Guiding Principles

Guiding Principles

Ethics should be considered from the initial stages of planning research and getting to know a community, through to running co-designs and testing prototypes with people.

Below are some important principles to adhere to as you plan and conduct any of the design phases – Immersion, Co-design or Prototyping:

  1. Be honest and transparent: tell your participants about who you are and what your project is about and how you will be using their information. That way they can give their information consent to be part of it or not.
  2. Get informed consent: ensure your participants are voluntarily participating and give you their permission to record and use the information. This includes getting their permission to take photos or video recordings and ask them sign talent release forms so you can use their images in your documentation.
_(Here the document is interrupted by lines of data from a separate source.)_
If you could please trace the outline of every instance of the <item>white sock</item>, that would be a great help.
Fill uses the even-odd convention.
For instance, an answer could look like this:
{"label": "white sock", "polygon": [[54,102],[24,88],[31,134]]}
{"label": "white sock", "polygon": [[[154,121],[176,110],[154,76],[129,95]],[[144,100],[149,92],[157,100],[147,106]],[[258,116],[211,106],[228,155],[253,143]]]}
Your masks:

  3. Be respectful: be sensitive to your participants’ feelings and to cultural norms (i.e. gender, age, status, language differences). If participants are nervous or uncomfortable put their minds at ease and let them know that they can’t do anything wrong. If sensitive information comes up make sure you have necessary support or know where to refer people if needed. Never pressure participants.
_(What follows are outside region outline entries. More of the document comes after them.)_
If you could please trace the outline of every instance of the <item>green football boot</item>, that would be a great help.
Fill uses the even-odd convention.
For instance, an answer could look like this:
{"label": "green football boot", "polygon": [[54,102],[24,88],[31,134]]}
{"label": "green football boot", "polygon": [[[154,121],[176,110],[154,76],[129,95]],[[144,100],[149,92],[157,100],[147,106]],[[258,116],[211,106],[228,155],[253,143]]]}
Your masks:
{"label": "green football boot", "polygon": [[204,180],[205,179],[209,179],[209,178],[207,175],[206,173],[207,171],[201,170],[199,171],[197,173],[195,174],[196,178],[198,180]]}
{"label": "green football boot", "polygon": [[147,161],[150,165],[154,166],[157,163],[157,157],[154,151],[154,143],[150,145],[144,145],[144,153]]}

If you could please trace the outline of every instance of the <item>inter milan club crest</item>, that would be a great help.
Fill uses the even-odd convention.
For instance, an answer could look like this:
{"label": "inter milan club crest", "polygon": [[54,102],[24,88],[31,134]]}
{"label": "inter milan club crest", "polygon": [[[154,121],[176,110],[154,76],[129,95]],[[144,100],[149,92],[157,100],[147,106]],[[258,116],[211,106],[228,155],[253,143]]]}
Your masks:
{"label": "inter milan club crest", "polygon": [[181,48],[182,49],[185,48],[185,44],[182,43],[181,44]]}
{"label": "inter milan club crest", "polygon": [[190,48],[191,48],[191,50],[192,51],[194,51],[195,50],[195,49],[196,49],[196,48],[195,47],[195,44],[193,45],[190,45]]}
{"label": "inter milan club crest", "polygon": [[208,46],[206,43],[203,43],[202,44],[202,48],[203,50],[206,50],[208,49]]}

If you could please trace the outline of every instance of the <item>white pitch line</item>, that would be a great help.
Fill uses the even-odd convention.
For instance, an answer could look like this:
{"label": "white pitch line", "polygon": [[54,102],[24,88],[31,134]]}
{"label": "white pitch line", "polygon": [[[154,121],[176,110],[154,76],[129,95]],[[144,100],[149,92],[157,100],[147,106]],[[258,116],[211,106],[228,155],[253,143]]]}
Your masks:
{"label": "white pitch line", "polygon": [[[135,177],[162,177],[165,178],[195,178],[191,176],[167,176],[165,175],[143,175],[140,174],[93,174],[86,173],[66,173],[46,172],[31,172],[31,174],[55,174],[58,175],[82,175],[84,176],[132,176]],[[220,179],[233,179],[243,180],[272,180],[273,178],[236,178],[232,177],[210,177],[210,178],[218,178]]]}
  4. Stay attentive: maintain eye contact and don’t get distracted. It’s advisable to conduct your research in pairs so someone can be the interviewer while the other person is the note taker.
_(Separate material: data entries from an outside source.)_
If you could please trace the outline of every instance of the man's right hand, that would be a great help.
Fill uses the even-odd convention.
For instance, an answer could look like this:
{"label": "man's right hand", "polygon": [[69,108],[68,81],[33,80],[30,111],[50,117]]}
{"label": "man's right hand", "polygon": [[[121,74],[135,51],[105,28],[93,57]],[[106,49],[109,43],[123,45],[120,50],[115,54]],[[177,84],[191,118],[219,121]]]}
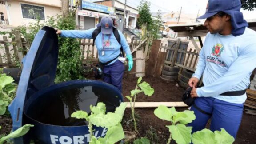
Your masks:
{"label": "man's right hand", "polygon": [[61,34],[61,31],[60,30],[59,30],[57,28],[55,28],[55,31],[56,31],[56,33],[58,35],[60,35]]}
{"label": "man's right hand", "polygon": [[199,80],[195,77],[192,77],[188,80],[188,84],[191,88],[195,88],[196,87],[197,83],[199,81]]}

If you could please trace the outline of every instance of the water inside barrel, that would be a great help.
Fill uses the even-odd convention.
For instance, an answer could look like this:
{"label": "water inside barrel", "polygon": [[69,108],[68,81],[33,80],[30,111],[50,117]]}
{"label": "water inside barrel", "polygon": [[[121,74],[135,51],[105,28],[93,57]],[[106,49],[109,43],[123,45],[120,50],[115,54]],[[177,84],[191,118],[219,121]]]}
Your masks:
{"label": "water inside barrel", "polygon": [[107,112],[114,112],[120,104],[116,92],[96,86],[52,91],[41,96],[29,107],[27,115],[45,124],[60,126],[80,126],[88,124],[84,119],[71,117],[78,110],[90,113],[90,105],[98,102],[106,104]]}

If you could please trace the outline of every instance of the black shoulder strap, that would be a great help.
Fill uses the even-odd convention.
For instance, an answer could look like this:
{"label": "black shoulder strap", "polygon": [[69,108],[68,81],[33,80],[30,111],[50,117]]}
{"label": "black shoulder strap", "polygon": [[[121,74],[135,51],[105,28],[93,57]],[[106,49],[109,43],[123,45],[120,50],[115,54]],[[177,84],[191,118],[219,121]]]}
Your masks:
{"label": "black shoulder strap", "polygon": [[94,46],[94,42],[95,41],[95,39],[96,39],[96,37],[98,36],[98,35],[100,32],[100,28],[96,28],[93,32],[92,32],[92,39],[93,40],[92,41],[92,46]]}
{"label": "black shoulder strap", "polygon": [[[100,32],[100,27],[96,28],[93,32],[92,32],[92,39],[93,40],[92,41],[92,46],[94,46],[94,43],[95,41],[95,39],[96,39],[96,37],[98,36],[98,35]],[[114,36],[116,37],[116,40],[119,43],[119,44],[121,45],[121,48],[120,48],[120,50],[122,52],[122,54],[123,55],[123,56],[124,56],[124,49],[123,49],[123,47],[122,47],[122,45],[121,44],[121,38],[120,37],[120,35],[119,35],[119,33],[118,32],[118,30],[117,28],[113,27],[113,33],[114,33]]]}
{"label": "black shoulder strap", "polygon": [[121,45],[121,48],[120,48],[120,50],[121,52],[122,52],[122,56],[124,56],[124,49],[123,49],[123,47],[122,47],[122,44],[121,44],[121,38],[120,37],[120,35],[118,32],[118,30],[117,28],[113,27],[113,33],[114,33],[114,35],[116,37],[116,39],[119,43],[119,44]]}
  5. Keep an open-mind: represent your participants accurately, and be open to what they are saying and doing. It’s their story, not yours.
  6. Keep information confidential and safe: keep participants’ information safe, use only for the purpose of your project unless otherwise agreed. Respect their anonymity if you’ve promised this and use a pseudonym rather than their real name for any quotes or personal stories.
  7. Design for accessibility: make sure people with different abilities can participate and you accommodate for requirements like wheelchair access, a support person, language barriers, low proficiency in literacy.
  8. Be inclusive: have a clear rationale for who you want to involve in your research and who is left out. How you select participants, be that individuals or groups, may impact the validity of the research samples and findings. Be as inclusive as possible so you can get diverse opinions and views.
  9. Choose the right method: consider the different methods of design and the strengths and limitations of these in relation to your needs. Choose methods that are best suited to investigate the perceptions and experiences of your participants.
  10. Be mindful of time: Don’t waste your participants’ time, keep an eye on the clock and stick to the plan or agenda they’re expecting.